Computer-Assisted Passenger Screening System defeated

<Max <max7531@earthlink.net>>
Sat, 07 Sep 2002 11:06:14 -0700

I just read an excellent paper on the inequities of the Computer-Assisted
Passenger Screening System (CAPS) for airline travelers (thank you
Crypto-Gram), and thought it would add some quantitative analysis to the
Homeland Insecurity RISKS debate. Here's the abstract:

  To improve the efficiency of airport security screening, the FAA deployed
  the Computer Assisted Passenger Screening system (CAPS) in 1999. CAPS
  attempts to identify potential terrorists through the use of profiles so
  that security personnel can focus the bulk of their attention on high-risk
  individuals. In this paper, we show that since CAPS uses profiles to
  select passengers for increased scrutiny, it is actually less secure than
  systems that employ random searches. In particular, we present an
  algorithm called Carnival Booth that demonstrates how a terrorist cell can
  defeat the CAPS system. Using a combination of statistical analysis and
  computer simulation, we evaluate the efficacy of Carnival Booth and
  illustrate that CAPS is an ineffective security measure. Based on these
  findings, we argue that CAPS should not be legally permissible since it
  does not satisfy court-interpreted exemptions to the Fourth
  Amendment. Finally, based both on our analysis of CAPS and historical case
  studies, we provide policy recommendations on how to improve air
  security.

And here's a link to the whole paper (the formatting is a little off; scroll
down a bit from the title):
  http://swissnet.ai.mit.edu/6805/student-papers/spring02-papers/caps.htm


The Underground Web

<Monty Solomon <monty@roscom.com>>
Thu, 29 Aug 2002 04:04:31 -0400

Drugs. Gambling. Terrorism. Child Pornography. How the Internet makes any
illegal activity more accessible than ever: It's the kind of call everyone
dreads. For Kristen Bonnett, the daughter of NASCAR race driver Neil
Bonnett, it came on Feb. 11, 1994--the day her father crashed during a
practice run at the Daytona International Speedway. A few hours later, he
died. Bonnett was devastated, but she got on with her life. Then, seven
years later, came a second call. This time, it was a reporter asking for
comment on autopsy photos of her father that were posted on the Internet.
Shocked, she quickly got online. "Forty-eight thumbnail pictures, basically
of my Dad on the table, butt-naked, gutted like a deer, were staring me
directly in the face," says Bonnett. Now, when she thinks of her father, she
pictures him lying atop an autopsy table.

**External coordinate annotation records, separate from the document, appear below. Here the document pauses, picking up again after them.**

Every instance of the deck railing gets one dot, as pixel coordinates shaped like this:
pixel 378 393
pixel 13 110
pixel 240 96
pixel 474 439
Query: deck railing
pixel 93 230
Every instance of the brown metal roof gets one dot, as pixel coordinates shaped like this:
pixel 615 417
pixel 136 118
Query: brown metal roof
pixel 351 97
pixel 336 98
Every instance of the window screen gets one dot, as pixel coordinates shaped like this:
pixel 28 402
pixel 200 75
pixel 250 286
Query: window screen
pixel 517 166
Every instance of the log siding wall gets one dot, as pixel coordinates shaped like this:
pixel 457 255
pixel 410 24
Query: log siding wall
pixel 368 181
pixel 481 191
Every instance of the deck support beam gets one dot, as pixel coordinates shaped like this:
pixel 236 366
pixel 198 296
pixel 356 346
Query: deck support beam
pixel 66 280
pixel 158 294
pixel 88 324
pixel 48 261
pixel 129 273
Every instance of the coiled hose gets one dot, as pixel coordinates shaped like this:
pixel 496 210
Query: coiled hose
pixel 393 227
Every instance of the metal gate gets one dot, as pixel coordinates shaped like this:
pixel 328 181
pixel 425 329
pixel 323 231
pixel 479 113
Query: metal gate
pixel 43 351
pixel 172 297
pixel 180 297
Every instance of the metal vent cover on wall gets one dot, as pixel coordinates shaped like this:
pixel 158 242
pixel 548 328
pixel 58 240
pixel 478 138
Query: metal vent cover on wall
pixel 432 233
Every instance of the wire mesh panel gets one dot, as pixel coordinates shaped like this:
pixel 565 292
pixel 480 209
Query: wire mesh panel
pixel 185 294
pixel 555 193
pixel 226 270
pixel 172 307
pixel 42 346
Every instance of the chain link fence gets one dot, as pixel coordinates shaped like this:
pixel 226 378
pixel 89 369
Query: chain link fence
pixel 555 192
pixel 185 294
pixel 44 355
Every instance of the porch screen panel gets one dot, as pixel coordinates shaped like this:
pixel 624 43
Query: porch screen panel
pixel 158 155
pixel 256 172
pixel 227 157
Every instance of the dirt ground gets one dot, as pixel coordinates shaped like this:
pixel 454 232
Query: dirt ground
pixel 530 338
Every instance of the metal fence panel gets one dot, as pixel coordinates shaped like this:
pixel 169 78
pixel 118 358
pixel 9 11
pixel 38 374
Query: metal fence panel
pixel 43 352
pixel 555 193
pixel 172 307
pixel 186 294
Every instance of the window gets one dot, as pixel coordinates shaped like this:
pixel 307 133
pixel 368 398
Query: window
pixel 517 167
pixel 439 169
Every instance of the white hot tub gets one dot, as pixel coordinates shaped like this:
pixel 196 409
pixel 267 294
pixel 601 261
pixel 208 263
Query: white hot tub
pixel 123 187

Warning: You are about to enter the dark side of the Internet. It's a place
where crime is rampant and every twisted urge can be satisfied.  Thousands
of virtual streets are lined with casinos, porn shops, and drug
dealers. Scam artists and terrorists skulk behind seemingly lawful Web
sites. And cops wander through once in a while, mostly looking lost. It's
the Strip in Las Vegas, the Red Light district in Amsterdam, and New York's
Times Square at its worst, all rolled into one--and all easily accessible
from your living room couch.  ...  [*Business Week*, cover story, 2 Sep 2002]
  http://www.businessweek.com/magazine/content/02_35/b3797001.htm


Missed phone connections

<Monty Solomon <monty@roscom.com>>
Wed, 28 Aug 2002 23:24:53 -0400

By Robert Kuttner, *The Boston Globe*, 28 Aug 2002

OUR LONG-DISTANCE telephone service stopped functioning yesterday.  For the
magazine I edit, it was a pretty big inconvenience.  For several hours we
pooled cellphones.

My first call was to our bookkeeper. Were we current on our bills? We were.

My second call was to Qwest, the offending long-distance company. Its lines
were jammed. A company spokeswoman said she didn't know how many customers
had lost service, but Qwest's own filing with the Federal Communications
Commission yesterday, as required by law, indicated that 500,000 calls per
hour didn't get through.  ...

http://www.boston.com/dailyglobe2/240/oped/Missed_phone_connections+.shtml


Microsoft says Win 2000 hacking outbreak subsides

<"Peter G. Neumann" <neumann@csl.sri.com>>
Tue, 10 Sep 2002 11:19:08 PDT

On 30 Aug, Microsoft warned customers of an increase in reported hacker
attacks against Windows 2000, but offered few details about the root of the
problem.  On 6 Sep 2002, MS said the malicious activity has "lessened
significantly" -- claiming that the attacks probably did not result from new
vulnerabilities in its operating system, but rather from administrators not
following standard procedures to secure their servers.  "By analyzing
computers that have been compromised, Microsoft has determined that these
attacks do not appear to exploit any new product-related security
vulnerabilities and do not appear to be viral or worm-like in nature," the
company stated in its advisory, available online at
http://support.microsoft.com/default.aspx?scid=kb;en-us;q328691.  "Instead,
the attacks seek to take advantage of situations where standard precautions
have not been taken," the advisory said. "The activity appears to be
associated with a coordinated series of individual attempts to compromise
Windows 2000-based servers."  MS urges us to take preventive measures to
protect themselves against future attacks: eliminate blank or weak
administrator passwords, disable guest accounts, run up-to-date antivirus
software, use firewalls to protect internal servers, and stay up to date on
all security patches.  [Source: article by Matt Berger, *Info World*, 9 Sep
2002; PGN-ed, TNX to Lillie Coney]
  http://www.infoworld.com/articles/hn/xml/02/09/09/020909hnmshack.xml

   [So, it's all OUR fault, even if I don't even use MS software!  PGN]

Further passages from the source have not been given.